Bottom Line: In short, unless your game’s hugely popular, is a Facebook/social game or really fits the virtual currency model, stick to the other methods of generating revenue instead.
Note: This advice is specifically for web games. On mobile, single player games have seen more success with this model, even if it's selling supplementary content.
Stencyl Games that won Major Sponsorships
All of what's been said about making money would be for naught if we didn’t have games of our own to back up our words.
Many more Stencyl games have received sponsorships than listed here. These are the highlights among them. Although I can’t give figures in respect to the creators, each ranged from 4 to 5 figures.

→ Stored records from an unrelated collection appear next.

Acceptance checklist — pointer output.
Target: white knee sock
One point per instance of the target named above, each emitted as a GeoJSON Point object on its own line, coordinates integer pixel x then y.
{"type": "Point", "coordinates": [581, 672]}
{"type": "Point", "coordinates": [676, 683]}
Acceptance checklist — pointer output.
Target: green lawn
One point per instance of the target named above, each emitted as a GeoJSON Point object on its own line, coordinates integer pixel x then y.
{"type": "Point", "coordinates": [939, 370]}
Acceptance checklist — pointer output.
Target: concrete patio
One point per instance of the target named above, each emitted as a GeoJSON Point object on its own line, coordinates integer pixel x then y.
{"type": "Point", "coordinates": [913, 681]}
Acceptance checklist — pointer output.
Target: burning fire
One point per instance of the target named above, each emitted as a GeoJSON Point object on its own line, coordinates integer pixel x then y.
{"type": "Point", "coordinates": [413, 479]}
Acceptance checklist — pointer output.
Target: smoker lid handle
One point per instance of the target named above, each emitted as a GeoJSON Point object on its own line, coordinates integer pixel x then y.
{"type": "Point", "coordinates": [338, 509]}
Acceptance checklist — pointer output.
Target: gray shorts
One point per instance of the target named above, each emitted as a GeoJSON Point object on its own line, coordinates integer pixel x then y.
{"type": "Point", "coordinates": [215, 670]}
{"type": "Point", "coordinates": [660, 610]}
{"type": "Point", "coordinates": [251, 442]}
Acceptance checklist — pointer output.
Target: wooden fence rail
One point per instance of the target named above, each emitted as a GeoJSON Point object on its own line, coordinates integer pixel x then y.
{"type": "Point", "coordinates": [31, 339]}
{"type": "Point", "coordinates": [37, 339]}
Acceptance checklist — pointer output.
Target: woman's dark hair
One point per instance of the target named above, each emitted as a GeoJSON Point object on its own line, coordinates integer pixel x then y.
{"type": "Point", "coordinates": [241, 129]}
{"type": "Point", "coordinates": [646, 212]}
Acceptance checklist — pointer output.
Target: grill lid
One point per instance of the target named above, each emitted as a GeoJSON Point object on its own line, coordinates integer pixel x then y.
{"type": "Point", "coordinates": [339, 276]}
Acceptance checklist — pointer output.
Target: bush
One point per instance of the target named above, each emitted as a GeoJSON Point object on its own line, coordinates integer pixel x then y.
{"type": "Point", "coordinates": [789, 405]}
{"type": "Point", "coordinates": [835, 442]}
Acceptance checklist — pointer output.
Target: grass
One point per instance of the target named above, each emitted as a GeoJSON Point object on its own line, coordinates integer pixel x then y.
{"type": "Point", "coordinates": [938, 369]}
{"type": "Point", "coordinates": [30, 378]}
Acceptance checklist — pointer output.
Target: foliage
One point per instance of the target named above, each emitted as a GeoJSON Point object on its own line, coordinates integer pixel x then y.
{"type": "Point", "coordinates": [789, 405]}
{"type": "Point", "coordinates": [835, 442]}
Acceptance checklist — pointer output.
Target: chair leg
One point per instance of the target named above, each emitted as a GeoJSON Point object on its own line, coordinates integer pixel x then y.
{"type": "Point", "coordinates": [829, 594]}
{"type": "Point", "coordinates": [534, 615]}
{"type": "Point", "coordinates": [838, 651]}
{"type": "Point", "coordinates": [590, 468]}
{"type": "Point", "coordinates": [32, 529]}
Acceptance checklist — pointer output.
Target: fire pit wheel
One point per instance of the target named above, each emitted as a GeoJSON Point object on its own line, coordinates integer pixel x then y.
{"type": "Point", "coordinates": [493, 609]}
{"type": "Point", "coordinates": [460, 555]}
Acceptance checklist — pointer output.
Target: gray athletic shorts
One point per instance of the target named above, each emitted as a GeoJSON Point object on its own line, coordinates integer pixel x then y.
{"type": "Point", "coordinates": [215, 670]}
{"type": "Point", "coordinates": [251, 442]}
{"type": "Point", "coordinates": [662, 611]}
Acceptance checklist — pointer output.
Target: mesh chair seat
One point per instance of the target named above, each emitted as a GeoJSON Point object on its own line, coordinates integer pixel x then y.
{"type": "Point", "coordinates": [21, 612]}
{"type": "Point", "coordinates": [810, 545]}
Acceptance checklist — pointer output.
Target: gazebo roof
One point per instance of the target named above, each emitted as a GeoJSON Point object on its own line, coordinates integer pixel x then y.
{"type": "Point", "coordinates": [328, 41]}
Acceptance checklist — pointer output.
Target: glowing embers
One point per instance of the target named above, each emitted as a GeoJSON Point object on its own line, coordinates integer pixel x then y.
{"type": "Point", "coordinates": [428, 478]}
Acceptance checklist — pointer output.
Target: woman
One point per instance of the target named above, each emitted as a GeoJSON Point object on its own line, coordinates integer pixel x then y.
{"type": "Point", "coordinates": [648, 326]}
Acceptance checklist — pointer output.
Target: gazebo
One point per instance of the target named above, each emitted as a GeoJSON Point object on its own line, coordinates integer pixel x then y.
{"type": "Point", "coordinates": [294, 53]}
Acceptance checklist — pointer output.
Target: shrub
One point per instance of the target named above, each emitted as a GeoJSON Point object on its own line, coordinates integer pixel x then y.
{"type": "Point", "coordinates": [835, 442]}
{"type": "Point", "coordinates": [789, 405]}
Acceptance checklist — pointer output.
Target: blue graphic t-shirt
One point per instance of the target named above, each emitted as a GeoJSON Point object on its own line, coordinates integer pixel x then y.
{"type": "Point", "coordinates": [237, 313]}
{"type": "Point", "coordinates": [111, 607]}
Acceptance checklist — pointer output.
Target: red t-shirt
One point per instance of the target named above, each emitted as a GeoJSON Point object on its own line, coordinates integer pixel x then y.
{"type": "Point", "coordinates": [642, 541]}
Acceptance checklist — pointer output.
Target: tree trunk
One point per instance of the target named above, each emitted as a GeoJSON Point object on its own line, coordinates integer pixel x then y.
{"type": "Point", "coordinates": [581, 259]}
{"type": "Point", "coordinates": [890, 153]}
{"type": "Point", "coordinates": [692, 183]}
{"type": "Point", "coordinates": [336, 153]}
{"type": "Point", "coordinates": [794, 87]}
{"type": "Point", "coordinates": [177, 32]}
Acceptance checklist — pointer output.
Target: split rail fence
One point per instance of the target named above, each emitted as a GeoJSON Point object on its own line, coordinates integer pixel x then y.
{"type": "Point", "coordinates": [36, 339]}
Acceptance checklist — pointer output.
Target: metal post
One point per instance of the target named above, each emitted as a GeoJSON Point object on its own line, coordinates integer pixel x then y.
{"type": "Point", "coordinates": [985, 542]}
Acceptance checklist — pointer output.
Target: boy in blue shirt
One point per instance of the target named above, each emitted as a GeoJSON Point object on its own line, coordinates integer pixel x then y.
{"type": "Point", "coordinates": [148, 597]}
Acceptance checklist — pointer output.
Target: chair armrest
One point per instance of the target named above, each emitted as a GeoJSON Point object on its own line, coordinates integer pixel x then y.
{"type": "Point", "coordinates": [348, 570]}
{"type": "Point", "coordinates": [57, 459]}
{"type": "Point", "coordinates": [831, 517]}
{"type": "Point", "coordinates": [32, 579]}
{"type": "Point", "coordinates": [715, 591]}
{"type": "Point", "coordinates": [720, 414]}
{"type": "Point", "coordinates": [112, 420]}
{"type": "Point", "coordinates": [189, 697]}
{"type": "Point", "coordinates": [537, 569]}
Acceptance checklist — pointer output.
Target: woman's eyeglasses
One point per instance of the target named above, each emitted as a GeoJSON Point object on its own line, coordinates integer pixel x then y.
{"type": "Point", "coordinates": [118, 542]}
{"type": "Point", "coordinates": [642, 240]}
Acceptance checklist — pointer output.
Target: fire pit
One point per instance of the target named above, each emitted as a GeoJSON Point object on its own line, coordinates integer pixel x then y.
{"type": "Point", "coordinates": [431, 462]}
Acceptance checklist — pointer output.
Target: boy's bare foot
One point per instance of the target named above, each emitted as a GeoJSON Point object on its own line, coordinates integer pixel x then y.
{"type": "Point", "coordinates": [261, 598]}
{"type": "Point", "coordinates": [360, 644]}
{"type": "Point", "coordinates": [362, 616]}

Skullface (Greg Sergeant, 2012)
Sponsored by Armor Games
Kreayshawn Goes to Japan (Beth Maher, 2012)
Sponsored by Columbia Records (Sony)
Traitor (Jonas Kyratzes, 2012)
Sponsored by Newgrounds
Making Monkeys (Greg Sergeant, 2011)
Sponsored by ArmorGames
Gyossait (amon26, 2011)
Sponsored by Newgrounds
Balls in Space (Michael Gribbin, 2010)
Sponsored by mofunzone
It’s possible to make decent money creating Flash games.
Go for a sponsorship if you want to make money.
Protect your IP (intellectual property) - don’t sign away your rights, unless you don’t intend to use that IP again.